Natural water engineering
Beavers taught us to engineer. Think of all our structures that mimic beaver technology: dams, weirs, locks, canals. As we return to “natural engineering” to help us adapt to climate change, we can learn from these remarkable animals:
- Approved by experts – beavers are such capable ecosystem engineers that they have been proposed as a tool for implementing the EU Water Framework Directive.
- Our best solution – research by the Environment Agency suggests returning England’s waterways to a good ecological condition could generate £21 billion in benefits over 37 years. Beavers may be the only way we can achieve this.
- Huge cost savings – beavers don’t need training, paying or feeding by humans, and they only need management from time to time. They know instinctively what to do and they are highly effective.
Healthy rivers mean healthy people
Beaver landscapes are special places – they feel truly wild, bursting with birdsong, the buzzing of insects, new plantlife and sunlight on water. This is good for nature and good for people too.
- Good for our mental health – by immersing ourselves in the unique landscapes beavers create, we can reconnect with nature, and improve our own health and well-being.

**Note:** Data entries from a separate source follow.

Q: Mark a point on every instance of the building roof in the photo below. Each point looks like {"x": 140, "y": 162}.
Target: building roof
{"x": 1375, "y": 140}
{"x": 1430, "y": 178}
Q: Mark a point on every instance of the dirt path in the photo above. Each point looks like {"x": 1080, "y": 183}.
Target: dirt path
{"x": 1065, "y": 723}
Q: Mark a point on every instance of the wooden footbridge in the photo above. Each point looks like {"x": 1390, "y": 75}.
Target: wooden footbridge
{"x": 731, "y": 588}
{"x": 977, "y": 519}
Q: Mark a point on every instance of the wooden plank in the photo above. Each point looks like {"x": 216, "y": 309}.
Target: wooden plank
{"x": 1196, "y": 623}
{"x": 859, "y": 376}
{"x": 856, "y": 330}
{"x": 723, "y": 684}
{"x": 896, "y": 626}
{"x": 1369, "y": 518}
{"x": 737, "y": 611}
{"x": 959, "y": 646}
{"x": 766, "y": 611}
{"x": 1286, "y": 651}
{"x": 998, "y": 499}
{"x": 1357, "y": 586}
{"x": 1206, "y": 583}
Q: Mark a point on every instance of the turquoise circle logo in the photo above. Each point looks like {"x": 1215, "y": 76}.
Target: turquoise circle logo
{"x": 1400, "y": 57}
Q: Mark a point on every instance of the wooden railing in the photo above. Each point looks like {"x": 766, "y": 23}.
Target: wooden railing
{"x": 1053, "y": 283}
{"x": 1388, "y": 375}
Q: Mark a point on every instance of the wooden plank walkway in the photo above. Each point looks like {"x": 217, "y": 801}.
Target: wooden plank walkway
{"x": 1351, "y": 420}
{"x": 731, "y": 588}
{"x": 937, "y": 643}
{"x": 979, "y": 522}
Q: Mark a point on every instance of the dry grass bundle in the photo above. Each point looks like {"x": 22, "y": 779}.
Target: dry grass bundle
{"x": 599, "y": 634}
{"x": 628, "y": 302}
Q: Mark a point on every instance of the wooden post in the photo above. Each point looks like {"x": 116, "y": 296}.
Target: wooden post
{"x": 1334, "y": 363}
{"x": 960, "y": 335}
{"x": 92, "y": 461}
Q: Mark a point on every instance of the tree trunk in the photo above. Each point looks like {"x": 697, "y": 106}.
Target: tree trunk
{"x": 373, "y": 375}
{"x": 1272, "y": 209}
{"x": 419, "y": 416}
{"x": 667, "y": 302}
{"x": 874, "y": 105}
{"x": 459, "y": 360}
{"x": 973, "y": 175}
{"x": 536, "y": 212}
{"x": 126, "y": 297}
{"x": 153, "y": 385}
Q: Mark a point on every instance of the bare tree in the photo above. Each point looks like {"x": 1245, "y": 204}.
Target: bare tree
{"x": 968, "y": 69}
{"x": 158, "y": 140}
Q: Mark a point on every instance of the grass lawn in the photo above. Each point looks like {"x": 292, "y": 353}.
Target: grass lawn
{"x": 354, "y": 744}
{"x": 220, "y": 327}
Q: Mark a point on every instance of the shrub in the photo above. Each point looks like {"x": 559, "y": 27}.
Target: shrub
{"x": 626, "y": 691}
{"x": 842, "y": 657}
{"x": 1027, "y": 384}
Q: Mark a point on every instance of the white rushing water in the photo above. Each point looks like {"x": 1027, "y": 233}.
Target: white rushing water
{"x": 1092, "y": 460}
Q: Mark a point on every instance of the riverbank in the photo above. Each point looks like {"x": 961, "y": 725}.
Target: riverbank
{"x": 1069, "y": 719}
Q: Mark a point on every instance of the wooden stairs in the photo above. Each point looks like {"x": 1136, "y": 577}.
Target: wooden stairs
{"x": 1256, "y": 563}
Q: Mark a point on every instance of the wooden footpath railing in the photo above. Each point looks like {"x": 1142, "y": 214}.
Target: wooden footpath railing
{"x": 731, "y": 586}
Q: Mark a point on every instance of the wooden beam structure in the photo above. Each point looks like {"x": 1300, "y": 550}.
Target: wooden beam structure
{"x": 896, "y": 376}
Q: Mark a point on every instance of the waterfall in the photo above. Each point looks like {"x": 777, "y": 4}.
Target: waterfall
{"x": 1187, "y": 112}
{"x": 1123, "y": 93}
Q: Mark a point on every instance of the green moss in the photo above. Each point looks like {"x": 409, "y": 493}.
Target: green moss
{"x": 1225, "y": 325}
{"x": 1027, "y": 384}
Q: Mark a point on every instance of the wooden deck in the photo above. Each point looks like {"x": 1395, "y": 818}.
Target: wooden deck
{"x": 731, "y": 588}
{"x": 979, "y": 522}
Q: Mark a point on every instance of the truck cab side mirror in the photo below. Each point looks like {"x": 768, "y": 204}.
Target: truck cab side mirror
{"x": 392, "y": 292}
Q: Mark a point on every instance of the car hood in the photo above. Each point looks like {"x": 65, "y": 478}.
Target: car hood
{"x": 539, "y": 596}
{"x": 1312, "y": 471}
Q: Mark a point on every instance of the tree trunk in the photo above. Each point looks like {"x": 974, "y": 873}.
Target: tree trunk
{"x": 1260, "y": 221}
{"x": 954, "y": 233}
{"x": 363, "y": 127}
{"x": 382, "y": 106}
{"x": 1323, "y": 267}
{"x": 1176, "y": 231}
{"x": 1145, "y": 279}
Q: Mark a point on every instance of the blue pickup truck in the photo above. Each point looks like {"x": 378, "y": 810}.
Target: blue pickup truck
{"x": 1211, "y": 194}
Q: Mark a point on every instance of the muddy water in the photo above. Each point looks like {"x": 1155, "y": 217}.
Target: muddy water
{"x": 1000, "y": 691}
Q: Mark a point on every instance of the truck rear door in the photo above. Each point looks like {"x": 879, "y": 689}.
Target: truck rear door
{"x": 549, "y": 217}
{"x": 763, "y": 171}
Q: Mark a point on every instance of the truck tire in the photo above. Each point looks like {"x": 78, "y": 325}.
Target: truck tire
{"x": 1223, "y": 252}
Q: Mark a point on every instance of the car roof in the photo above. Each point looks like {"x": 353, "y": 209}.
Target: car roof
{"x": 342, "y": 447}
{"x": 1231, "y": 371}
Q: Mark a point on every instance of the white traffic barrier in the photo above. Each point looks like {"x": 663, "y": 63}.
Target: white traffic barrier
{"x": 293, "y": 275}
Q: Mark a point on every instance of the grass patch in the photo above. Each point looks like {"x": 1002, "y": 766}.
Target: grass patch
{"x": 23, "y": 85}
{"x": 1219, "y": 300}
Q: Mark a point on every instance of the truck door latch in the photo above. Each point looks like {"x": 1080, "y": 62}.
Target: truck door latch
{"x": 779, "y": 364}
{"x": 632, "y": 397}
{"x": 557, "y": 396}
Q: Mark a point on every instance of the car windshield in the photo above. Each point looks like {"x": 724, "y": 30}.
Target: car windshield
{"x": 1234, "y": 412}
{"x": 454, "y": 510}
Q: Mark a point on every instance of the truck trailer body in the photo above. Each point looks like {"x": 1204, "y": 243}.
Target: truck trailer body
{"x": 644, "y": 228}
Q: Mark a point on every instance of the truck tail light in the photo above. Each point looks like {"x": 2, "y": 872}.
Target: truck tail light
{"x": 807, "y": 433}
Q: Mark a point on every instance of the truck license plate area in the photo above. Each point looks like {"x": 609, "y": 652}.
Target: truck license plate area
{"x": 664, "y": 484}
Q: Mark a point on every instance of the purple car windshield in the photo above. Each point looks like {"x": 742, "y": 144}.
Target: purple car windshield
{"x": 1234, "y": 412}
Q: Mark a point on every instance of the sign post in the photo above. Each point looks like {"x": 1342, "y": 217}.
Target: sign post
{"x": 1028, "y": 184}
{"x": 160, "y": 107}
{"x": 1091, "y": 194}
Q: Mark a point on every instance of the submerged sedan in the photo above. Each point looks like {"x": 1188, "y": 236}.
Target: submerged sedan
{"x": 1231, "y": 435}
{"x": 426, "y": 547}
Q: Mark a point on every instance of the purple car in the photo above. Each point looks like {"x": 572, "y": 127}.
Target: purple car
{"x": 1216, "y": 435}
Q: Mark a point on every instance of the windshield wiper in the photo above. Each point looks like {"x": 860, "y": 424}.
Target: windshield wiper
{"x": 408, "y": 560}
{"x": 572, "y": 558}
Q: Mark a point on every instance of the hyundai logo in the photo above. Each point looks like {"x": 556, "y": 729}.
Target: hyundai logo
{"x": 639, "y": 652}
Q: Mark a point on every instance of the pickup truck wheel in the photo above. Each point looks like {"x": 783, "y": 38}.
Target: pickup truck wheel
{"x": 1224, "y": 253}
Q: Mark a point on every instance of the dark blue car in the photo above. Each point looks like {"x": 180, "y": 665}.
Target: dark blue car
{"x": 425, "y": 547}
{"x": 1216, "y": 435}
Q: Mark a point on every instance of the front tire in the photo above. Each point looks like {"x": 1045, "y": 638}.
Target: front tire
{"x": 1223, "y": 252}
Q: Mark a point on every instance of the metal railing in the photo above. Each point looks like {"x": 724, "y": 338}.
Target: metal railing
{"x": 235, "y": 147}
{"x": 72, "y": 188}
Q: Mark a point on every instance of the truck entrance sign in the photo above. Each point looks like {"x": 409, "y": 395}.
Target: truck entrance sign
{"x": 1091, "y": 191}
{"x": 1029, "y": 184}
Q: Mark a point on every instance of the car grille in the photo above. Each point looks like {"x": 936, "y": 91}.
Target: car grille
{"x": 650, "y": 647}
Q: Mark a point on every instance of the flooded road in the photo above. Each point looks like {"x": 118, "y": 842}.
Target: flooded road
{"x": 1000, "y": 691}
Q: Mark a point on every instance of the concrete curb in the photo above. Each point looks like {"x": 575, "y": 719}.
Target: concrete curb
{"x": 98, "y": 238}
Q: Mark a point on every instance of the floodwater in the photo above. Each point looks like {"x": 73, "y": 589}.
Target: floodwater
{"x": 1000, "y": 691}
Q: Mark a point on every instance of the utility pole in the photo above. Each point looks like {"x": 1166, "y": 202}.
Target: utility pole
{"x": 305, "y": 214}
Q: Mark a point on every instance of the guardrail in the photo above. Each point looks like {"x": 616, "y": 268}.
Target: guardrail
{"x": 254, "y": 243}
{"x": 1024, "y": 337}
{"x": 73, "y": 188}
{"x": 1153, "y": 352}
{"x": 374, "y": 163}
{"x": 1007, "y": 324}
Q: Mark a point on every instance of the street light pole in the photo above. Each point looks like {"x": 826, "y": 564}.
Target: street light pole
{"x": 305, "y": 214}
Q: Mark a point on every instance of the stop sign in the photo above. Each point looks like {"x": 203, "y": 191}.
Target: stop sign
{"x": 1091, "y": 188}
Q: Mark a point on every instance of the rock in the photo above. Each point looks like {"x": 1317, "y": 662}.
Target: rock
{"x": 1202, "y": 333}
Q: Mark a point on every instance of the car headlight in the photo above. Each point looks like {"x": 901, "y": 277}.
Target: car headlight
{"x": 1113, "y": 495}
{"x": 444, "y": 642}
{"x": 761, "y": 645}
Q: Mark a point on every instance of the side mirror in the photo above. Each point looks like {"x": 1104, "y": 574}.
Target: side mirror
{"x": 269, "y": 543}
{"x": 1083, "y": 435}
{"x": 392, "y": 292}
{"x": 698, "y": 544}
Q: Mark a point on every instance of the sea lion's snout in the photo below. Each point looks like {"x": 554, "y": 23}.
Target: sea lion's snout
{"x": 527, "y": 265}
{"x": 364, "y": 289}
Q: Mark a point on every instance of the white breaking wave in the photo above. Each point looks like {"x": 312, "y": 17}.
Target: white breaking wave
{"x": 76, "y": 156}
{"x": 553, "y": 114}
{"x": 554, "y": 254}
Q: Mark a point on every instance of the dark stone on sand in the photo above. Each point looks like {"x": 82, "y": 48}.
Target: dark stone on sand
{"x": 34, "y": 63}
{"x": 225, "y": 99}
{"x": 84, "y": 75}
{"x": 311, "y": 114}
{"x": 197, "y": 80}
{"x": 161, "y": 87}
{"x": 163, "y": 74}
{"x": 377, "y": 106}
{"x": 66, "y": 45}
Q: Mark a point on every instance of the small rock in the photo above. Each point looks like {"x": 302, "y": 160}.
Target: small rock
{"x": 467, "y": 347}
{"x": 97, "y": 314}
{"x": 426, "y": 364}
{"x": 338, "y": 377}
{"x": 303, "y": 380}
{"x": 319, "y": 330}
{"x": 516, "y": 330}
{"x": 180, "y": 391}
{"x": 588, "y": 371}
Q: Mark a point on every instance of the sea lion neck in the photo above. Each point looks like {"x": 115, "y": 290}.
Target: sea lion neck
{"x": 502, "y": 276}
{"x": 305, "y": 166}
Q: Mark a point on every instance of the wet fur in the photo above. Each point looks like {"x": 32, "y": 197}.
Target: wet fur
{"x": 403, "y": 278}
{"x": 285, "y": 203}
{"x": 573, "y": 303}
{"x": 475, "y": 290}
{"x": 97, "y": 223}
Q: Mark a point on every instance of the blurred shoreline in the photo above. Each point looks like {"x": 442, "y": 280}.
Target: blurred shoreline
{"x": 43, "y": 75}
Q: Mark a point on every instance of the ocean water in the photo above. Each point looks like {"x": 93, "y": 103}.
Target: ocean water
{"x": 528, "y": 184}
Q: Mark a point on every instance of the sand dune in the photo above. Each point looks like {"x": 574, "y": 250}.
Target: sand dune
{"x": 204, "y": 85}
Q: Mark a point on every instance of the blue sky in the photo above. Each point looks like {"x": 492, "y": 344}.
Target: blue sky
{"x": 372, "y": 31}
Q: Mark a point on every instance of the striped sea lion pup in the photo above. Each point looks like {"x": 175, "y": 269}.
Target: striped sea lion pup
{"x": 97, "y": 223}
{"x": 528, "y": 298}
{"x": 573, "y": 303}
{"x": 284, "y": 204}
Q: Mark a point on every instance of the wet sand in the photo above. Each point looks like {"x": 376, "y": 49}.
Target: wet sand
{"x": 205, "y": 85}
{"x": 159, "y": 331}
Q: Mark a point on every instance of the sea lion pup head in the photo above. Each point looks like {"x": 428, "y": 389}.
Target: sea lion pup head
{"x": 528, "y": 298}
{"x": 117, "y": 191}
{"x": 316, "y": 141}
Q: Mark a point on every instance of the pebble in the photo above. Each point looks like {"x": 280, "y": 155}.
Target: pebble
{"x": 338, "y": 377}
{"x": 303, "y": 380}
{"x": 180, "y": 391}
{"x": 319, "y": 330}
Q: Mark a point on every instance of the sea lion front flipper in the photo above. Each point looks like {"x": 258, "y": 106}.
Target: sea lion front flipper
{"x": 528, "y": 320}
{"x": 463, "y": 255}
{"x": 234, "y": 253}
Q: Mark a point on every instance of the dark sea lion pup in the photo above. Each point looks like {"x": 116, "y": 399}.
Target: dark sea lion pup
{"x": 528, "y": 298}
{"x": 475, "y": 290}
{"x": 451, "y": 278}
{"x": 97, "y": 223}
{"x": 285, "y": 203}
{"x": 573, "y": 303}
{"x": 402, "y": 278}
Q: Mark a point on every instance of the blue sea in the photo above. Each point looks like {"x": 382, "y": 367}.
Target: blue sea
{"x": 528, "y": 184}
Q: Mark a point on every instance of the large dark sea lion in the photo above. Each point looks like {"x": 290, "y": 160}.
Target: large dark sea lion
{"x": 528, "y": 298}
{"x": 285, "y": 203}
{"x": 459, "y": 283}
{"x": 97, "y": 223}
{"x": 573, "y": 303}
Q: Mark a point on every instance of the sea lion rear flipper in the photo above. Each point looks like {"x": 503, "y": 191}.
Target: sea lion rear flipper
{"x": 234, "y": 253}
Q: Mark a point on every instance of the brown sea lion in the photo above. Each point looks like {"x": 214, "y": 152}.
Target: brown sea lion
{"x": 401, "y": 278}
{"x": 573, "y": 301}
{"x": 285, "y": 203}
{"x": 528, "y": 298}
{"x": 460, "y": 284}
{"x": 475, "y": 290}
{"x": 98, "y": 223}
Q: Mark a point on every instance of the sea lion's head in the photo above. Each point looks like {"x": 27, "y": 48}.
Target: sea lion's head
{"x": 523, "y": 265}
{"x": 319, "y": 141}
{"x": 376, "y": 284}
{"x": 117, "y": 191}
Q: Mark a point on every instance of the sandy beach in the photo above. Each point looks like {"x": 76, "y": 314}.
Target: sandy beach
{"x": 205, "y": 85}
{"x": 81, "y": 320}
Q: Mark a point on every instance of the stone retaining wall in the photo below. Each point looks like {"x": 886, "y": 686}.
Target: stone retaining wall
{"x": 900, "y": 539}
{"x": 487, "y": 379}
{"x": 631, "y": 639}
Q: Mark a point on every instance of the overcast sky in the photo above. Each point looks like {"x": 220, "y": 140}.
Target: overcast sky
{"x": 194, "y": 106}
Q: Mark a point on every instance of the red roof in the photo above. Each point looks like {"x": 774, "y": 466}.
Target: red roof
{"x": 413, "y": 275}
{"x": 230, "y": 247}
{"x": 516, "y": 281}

- Living alongside nature – we need to remember how to live better with nature if we are to farm, work and live sustainably in the future. Working with beavers can help us open our minds to a new way of collaborating with wildlife.
- Learning as we go – by collaborating with scientists, we will be able to monitor the hydrological, ecological and sociological impacts of beavers. And we will share this with young people in schools and universities. Our work will be open source and accessible to all.
Beaver wetlands bring benefits
- Clean water – beaver dams and ponds filter out pollutants such as agricultural chemicals;
- Captured carbon – beaver dams hold back silt that locks up carbon, while the huge amount of new plant growth also forms a carbon sink;
- Reduce flooding – beaver dams and pool systems slow the speed of water flowing through the system and prevent flooding downstream;
- Prevent drought – beaver pools hold water for use in periods of drought;
- Abundant nature – beaver pools provide nurseries for invertebrates, fish and amphibians; while clearings fill with wild flowers, attracting insects and birds.
‘As environmentalists we have a deep passion to educate the next generation of children and their families, that they need places where they can be immersed in the wild experience of natural landscapes closer to their homes and schools.’